Maybe. At this point Heidegger would have chimed in and insisted that as far as destiny goes, zombiehood is almost a kind of Nirvana, since life was just a state of being dead eventually. Hume would have said some bull crap about destiny be damned, look at the facts, and Wittgenstein would have said what the hell do you mean, “Zombie,” why are you letting all these words confuse the issue in the first place?

Malus finally got to his feet again and managed to get moving. It was no good, his mind simply was unable to process thoughts. Old dead white dudes had been eating at his brain for far too long, and there was nothing left.

Out of the corner of his good eye, Malus recognized a torn shirt, a dirty pair of pants, and an odd shuffling gait.
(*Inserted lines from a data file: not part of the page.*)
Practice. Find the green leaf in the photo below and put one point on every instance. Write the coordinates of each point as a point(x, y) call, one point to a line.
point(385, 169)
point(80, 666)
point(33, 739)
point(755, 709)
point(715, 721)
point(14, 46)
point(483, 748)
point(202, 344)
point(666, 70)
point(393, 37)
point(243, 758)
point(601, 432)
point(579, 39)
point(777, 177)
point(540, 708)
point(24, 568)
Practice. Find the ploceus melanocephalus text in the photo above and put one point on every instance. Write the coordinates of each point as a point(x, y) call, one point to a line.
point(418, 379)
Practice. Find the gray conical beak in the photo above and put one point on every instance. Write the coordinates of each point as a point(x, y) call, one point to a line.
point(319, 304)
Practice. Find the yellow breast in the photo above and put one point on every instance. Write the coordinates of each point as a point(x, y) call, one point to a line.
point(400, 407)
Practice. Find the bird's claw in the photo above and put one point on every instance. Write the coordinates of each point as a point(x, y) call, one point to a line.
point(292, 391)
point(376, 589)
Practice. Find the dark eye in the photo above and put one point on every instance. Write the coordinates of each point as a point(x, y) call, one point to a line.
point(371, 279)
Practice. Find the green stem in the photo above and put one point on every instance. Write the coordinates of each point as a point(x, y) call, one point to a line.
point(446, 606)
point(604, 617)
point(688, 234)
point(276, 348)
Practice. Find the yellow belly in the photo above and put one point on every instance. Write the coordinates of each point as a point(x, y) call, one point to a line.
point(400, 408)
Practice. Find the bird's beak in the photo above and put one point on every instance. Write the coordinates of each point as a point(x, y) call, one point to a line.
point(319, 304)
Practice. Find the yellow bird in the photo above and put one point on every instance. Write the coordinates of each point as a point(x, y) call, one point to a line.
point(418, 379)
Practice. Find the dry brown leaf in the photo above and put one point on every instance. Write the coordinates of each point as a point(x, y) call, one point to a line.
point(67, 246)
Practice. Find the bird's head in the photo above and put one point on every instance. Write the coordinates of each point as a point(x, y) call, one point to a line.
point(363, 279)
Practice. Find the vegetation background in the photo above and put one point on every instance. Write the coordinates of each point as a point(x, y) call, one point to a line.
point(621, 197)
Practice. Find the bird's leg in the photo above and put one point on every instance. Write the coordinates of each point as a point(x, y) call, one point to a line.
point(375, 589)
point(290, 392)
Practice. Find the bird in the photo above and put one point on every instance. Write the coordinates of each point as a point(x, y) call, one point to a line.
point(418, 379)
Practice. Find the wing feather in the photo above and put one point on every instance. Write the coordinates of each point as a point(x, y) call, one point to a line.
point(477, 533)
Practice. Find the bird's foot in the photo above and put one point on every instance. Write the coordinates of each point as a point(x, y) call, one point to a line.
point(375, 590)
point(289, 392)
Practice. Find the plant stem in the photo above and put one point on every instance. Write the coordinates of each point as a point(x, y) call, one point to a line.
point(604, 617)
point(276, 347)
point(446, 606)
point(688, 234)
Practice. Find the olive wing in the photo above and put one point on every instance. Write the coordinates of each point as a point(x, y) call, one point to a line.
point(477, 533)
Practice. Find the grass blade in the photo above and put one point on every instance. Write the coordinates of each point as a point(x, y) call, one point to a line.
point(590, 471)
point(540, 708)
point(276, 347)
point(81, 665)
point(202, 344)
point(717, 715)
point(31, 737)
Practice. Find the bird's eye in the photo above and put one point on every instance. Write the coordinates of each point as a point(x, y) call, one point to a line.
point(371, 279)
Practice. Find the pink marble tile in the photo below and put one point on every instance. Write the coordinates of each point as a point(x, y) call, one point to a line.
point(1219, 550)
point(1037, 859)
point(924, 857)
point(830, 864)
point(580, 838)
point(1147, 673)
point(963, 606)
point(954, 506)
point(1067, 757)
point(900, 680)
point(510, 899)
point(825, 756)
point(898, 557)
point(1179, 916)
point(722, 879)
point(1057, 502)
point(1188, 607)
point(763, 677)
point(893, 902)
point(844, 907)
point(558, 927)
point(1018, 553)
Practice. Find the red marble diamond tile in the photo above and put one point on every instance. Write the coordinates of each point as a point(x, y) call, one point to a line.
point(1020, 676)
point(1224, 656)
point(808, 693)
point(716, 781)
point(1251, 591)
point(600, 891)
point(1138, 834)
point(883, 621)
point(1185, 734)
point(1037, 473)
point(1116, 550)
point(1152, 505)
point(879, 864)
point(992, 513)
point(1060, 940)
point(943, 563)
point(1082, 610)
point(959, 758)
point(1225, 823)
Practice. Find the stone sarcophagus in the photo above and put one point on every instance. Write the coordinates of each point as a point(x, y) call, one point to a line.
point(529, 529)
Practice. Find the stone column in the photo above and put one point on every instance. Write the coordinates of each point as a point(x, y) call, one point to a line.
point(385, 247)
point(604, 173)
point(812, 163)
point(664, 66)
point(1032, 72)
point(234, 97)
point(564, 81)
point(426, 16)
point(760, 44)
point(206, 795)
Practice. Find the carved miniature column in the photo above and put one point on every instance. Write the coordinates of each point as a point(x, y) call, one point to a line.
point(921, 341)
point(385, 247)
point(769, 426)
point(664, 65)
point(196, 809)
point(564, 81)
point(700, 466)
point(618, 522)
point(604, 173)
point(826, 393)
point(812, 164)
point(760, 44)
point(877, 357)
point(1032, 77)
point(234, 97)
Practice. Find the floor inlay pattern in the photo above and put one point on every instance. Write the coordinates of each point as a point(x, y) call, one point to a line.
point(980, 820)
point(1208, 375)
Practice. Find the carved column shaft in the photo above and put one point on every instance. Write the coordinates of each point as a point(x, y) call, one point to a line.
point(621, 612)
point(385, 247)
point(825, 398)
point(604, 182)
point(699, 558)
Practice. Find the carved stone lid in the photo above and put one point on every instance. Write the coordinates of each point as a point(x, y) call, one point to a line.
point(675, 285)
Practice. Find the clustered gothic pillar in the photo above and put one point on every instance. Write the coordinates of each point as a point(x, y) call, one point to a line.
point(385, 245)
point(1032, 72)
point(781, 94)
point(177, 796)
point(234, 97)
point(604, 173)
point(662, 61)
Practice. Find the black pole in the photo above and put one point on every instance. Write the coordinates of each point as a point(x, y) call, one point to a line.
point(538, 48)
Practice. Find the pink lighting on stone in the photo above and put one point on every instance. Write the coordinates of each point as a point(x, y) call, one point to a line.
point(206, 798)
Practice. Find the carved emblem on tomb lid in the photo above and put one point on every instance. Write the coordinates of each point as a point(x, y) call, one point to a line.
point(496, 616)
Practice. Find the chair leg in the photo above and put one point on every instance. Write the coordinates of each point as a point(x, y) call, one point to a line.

It was another zombie, so he decided to follow it. At the edge of the park, they encountered another zombie, this one a woman. A beautiful woman, actually: her hair was mottled and thick with dirt and a few dead worms, her skin a deep purplish-grey with open soars in a few spots, and she had a long, shapely bone sticking out of her upper thigh. Brains, Malus whispered, and had a revelation: he could regain the ability to think about all of this, being a zombie, being alive, being human, god, destiny, fate, the rising price of gasoline, sex, drugs, rock’n roll, he could stick it all back in his head just by eating someone else’s brains. Well duh.

It was that simple. They continued to shuffle, as more zombies joined them, their progress slow but inexorable. As night fell, a full moon rose, fat with the juices of fear, leached out of cavemen a million years ago who used to stare at the damn thing and wonder if it was what gave them birth or if it was going to kill them. Eventually Malus and the zombies came across an isolated farm house. He knew there were some people trapped inside there, could smell them. The zombies decided to move toward the house, maybe try to break in. It seemed like a pretty good idea.